Gráficos explican cómo el movimiento de las placas tectónicas liberó gran flujo de energía bajo el territorio colombiano
Un terremoto de magnitud 7,4 sacudió el occidente de Colombia el lunes por la mañana y provocó muertes, daños materiales y escenas de emergencia. El epicentro se ubicó en San José del Palmar, en el departamento del Chocó, a una profundidad aproximada de 107 kilómetros, según el Servicio Geológico de Estados Unidos. La sacudida se sintió en gran parte del país y también llegó a Panamá, Venezuela y varias provincias de Ecuador, incluida Pichincha. El director del Servicio Geológico Colombiano, Julio Fierro Morales, lo calificó como el sismo más fuerte sentido en Colombia durante la última década.
Los mapas del evento muestran una amplia zona afectada y permiten entender por qué el movimiento alcanzó lugares alejados del epicentro. Colombia está sobre una compleja zona donde interactúan las placas de Nazca, Caribe y Suramericana, lo que mantiene al país con una alta actividad sísmica. Germán Prieto, profesor de la Universidad Nacional de Colombia, explicó que este terremoto ocurrió por la subducción de la placa de Nazca bajo la placa Suramericana. Ese desplazamiento avanza entre 55 y 60 milímetros por año y va acumulando presión y energía que puede liberarse en forma de terremotos.

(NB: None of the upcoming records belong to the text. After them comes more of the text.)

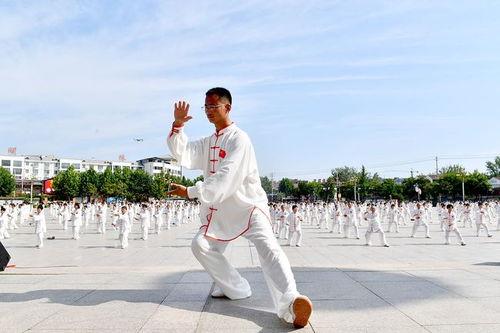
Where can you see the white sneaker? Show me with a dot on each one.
(217, 293)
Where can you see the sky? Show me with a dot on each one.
(316, 84)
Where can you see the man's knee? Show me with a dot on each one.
(199, 245)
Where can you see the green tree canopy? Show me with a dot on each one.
(67, 184)
(286, 187)
(7, 182)
(493, 167)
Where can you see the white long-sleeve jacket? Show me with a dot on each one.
(231, 190)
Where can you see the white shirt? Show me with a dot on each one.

El país forma parte del Cinturón de Fuego del Pacífico, una extensa franja donde se concentra gran parte de la actividad sísmica y volcánica del planeta. En Colombia se registran cerca de 2.500 sismos al mes, unos 80 por día, aunque la mayoría son de baja magnitud y pasan inadvertidos para la población. La magnitud mide la energía liberada por un terremoto, mientras la intensidad describe los efectos que produce en cada lugar. La escala de magnitud es logarítmica, por lo que un aumento de un punto representa una liberación de energía unas 32 veces mayor.
La emergencia golpeó con fuerza a Cali, donde los hospitales declararon alerta roja al encontrarse al 100 % de su capacidad. Cali, Pereira y Manizales decretaron toque de queda, mientras una torre de la catedral de Manizales colapsó durante el sismo. Varios gobiernos, entre ellos Ecuador, Estados Unidos, Brasil, El Salvador y Venezuela, ofrecieron enviar rescatistas para apoyar la búsqueda de sobrevivientes y víctimas.